Several of his high-profile picks, including Navy and Army secretary nominees, have had to withdraw because of their business entanglements. In other cases, Secretary of Defense Jim Mattis has clashed with the White House, which has blacklisted national security and defense leaders who publicly disagreed with Trump during the 2016 campaign, according to several current and former defense officials.
“In the vetting process there is a lot of scrutiny of social media accounts, Twitter . . . any hint of something negative about Trump as a candidate can be disqualifying, and a lot of people haven’t made it through that filter,” said Christine Wormuth, who served as the Pentagon’s top policy official from 2014 to 2016, under former President Barack Obama’s administration.
The investigation into ties between the Trump campaign and Russian officials is also scaring off people who had been on the fence about joining the administration. Even the opportunity to work under Mattis, who many of the potential picks know and respect, may not be enough.

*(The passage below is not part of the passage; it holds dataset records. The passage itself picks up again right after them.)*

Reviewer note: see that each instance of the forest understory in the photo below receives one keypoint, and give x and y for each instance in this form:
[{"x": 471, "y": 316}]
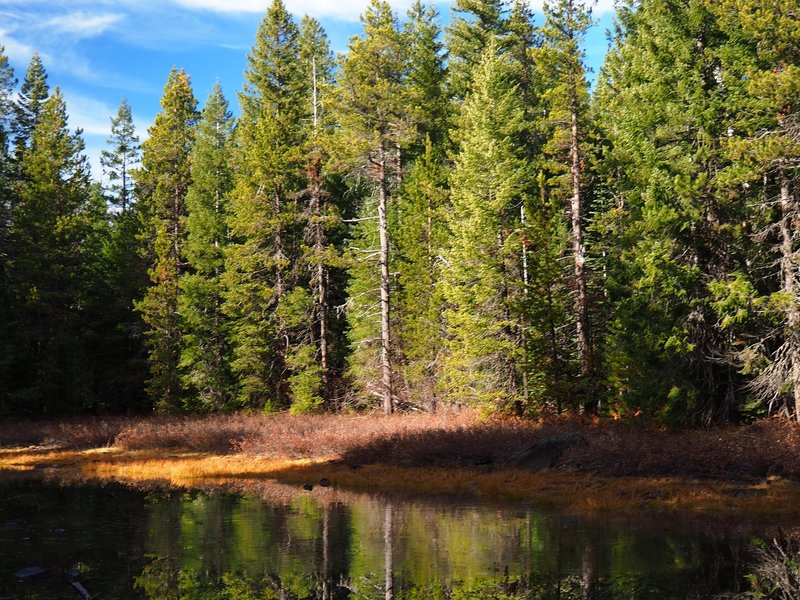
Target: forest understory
[{"x": 622, "y": 466}]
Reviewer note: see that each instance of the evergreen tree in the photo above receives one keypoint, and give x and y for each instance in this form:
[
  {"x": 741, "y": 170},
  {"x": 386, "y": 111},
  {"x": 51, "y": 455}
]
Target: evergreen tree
[
  {"x": 163, "y": 182},
  {"x": 418, "y": 217},
  {"x": 53, "y": 233},
  {"x": 373, "y": 111},
  {"x": 267, "y": 304},
  {"x": 322, "y": 221},
  {"x": 7, "y": 83},
  {"x": 205, "y": 352},
  {"x": 670, "y": 230},
  {"x": 482, "y": 279},
  {"x": 426, "y": 95},
  {"x": 420, "y": 241},
  {"x": 473, "y": 24},
  {"x": 28, "y": 106},
  {"x": 121, "y": 158},
  {"x": 758, "y": 302},
  {"x": 560, "y": 62}
]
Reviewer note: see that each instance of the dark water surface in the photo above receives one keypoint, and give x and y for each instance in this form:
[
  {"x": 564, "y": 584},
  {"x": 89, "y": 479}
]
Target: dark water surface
[{"x": 114, "y": 542}]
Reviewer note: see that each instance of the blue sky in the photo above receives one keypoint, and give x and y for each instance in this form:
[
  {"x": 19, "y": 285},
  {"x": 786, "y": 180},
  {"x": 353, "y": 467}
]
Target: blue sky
[{"x": 99, "y": 51}]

“With, frankly, the chaos that is happening, people who might have been open to it are asking themselves ‘Do I want to join this administration? How much of an impact will I have? Will I have to get a lawyer?’” Wormuth said.
Trump’s nominees for top Pentagon posts have taken an average of 38 days to be confirmed, compared to 22 days under Obama, 23 during George W. Bush’s administration and 17 during Bill Clinton’s tenure, according to an analysis provided to McClatchy by the Partnership for Public Service, a non-partisan nonprofit that runs programs aimed at improving government hiring.

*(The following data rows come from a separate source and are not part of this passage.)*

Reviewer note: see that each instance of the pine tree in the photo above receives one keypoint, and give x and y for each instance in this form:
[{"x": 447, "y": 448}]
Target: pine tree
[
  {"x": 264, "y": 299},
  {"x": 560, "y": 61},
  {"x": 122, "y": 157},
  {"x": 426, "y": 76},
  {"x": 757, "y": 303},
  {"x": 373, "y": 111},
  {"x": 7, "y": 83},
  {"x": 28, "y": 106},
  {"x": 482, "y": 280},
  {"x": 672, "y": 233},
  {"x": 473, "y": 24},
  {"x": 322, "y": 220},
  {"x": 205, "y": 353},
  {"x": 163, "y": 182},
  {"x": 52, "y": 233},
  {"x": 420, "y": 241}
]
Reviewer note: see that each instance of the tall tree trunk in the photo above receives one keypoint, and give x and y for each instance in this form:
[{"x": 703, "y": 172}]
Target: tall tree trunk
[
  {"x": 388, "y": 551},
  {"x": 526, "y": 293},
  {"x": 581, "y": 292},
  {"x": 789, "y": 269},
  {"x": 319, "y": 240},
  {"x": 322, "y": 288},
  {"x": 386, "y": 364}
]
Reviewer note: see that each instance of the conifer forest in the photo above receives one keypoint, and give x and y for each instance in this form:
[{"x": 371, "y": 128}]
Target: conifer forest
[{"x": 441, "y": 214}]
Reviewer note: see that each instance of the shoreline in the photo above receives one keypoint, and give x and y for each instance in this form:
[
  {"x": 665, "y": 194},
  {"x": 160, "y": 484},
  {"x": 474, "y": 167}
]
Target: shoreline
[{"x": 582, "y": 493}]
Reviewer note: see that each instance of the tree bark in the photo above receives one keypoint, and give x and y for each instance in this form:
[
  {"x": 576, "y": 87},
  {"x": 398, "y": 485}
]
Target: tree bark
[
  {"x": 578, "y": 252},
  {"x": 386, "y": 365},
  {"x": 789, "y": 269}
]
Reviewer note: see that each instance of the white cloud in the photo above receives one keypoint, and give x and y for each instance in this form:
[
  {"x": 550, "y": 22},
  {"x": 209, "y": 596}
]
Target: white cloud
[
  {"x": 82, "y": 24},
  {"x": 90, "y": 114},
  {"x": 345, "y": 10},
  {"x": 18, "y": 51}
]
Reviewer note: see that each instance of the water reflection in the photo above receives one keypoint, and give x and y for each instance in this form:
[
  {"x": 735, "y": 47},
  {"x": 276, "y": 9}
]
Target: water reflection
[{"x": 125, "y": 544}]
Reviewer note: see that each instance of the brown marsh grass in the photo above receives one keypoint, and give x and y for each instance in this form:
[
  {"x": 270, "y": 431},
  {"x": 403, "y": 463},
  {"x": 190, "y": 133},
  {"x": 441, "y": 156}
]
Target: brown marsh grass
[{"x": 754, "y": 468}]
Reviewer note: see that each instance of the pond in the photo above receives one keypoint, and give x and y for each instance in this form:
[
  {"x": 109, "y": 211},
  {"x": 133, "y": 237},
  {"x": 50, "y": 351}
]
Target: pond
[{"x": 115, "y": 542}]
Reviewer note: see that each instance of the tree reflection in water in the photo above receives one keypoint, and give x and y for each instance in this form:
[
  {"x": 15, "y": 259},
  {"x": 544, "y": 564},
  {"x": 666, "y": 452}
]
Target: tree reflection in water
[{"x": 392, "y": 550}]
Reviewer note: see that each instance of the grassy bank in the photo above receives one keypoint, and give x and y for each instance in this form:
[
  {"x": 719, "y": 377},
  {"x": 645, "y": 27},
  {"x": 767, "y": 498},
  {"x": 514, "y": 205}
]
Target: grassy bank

By this point in Obama’s presidency, 16 appointees had been confirmed and 24 nominated. By June 2, 2001, Bush had 12 confirmed and nominated 17. Trump has seen five confirmed after nominating 12.
The problem isn’t that the Senate isn’t confirming Trump’s picks, but that dozens of national security posts still don’t have nominees. In the meantime, a skeleton crew of holdovers from the Obama administration and career civil servants are doing the day-to-day work at the Defense Department.
“It’s not as if these jobs are in fact vacant, but it’s the equivalent of a substitute teacher,” said Max Stier, who leads the Partnership for Public Service. “Since they are not perceived as having long-term authority, they don’t view their role as addressing those long-term issues and this leads to important decisions being kicked down the road.”
The same issue is mirrored at the State Department, which has eight confirmed appointees out of 120 positions to fill. With the vacancies there and at the Pentagon, policy roles are in limbo at a time when the U.S. faces challenges on multiple fronts, from the Islamic State to Russia, North Korea and China. Trump has filled two of the 16 top jobs at the Department of Homeland Security.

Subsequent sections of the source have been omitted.